The concern has arisen in the wake of the news that an advocate general, a senior judicial adviser to the ECJ, had confirmed its case law that general and indiscriminate retention of mobile phone data of the sort used in the Dwyer case is only allowed when there is “a serious threat to national security”.
The ECJ has been asked to rule on the legality of the way retained data was accessed by gardaí investigating Dwyer and also on similar issues by French and German courts. The three cases are all being considered together.
While the ECJ has not yet issued its ruling, legal sources in Ireland said it was likely that ruling would be in line with the advocate general's advice that emerged on Thursday. That advice specifically stated Irish legislation "does not... comply with the directive on privacy and electronic communications".
Garda sources said many forms of criminal investigation were now heavily reliant on accessing mobile phone data. If that “default” mode of inquiry was lost or compromised on a permanent basis, as now appears inevitable, the future investigation of crime would become much harder.
One legal source said the ECJ was very likely to rule in line with the advice that emerged on Thursday. He added this would have a “nuclear” impact on the way the Garda investigated crime as the force had become highly dependent on phone data.
Senior Garda officers now believe a more restricted right of access to mobile phone data, stretching back up to 12 months, would probably emerge for criminal investigators in Ireland as a Bill was already being prepared on that basis.

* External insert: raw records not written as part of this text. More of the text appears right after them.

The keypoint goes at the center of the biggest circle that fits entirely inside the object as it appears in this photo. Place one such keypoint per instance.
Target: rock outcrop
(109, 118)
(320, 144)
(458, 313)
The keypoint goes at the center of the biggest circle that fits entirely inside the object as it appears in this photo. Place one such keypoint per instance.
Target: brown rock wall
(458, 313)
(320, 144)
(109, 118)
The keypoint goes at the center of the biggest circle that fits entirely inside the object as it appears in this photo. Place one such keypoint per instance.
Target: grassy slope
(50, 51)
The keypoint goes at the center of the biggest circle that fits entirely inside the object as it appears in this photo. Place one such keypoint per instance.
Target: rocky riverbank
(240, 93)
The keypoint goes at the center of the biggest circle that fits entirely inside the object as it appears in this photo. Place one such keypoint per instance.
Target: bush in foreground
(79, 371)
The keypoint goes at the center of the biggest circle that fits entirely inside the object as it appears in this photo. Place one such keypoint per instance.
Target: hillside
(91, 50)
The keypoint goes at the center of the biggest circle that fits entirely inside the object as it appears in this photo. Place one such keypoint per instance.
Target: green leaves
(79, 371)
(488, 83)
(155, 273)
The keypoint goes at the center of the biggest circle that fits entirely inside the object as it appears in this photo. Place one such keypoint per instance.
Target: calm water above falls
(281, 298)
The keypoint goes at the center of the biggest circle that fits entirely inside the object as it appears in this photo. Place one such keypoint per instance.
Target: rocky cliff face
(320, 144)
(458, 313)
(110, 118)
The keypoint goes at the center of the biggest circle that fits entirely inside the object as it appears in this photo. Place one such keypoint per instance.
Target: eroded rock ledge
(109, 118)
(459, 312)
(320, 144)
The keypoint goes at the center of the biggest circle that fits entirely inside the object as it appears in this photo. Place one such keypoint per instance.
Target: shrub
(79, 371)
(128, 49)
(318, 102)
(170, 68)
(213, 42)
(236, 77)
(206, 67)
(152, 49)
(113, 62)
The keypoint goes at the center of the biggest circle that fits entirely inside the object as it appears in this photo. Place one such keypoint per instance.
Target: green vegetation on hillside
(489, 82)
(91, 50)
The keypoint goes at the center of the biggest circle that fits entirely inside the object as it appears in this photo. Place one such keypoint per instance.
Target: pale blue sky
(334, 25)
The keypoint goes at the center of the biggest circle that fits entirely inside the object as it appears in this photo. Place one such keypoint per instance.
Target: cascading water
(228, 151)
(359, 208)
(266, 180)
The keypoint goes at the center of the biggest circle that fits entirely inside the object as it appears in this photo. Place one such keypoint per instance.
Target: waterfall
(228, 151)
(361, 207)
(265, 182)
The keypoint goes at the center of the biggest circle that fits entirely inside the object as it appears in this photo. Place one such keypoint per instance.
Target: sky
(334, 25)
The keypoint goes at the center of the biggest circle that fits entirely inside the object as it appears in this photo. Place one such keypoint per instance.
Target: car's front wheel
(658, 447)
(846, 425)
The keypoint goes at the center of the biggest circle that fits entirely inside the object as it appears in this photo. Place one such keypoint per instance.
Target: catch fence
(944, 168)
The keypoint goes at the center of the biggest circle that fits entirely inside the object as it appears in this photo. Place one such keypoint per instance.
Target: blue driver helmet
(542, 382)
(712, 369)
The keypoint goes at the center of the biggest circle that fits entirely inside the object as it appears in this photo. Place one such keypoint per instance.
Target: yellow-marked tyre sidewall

However, both Garda sources and legal sources said it was far from certain Dwyer would now have his conviction set aside over the legal problems with the mobile phone data retention. Several of the sources believed he would not have his conviction set aside, as mobile phone data was not the only evidence against Dwyer.
They added even though the manner in which retained data was used against Dwyer could not be repeated in the future, as the ECJ was almost certain to confirm it contravened EU law, that did not mean the automatic collapse of the Dwyer conviction.
One legal source pointed to the Supreme Court’s 2015 landmark JC judgment, which overturned the long-standing rule providing for the absolute exclusion of improperly obtained evidence unless there were “extraordinary excusing circumstances”.
The JC ruling means evidence obtained unconstitutionally can be admitted if a court accepts gardaí and other officers of the State had no knowledge of the breach. Effectively, if evidence - which is later ruled constitutional - was gathered in good faith at the time of the investigation, it can stand in historical cases.
Legal sources said Dwyer’s lawyers would make a “respectable argument” that the manner the mobile phone data used against him was gathered was now so undermined it made his conviction unsafe. However, the State was highly likely to fall back on the JC ruling to rebut that approach.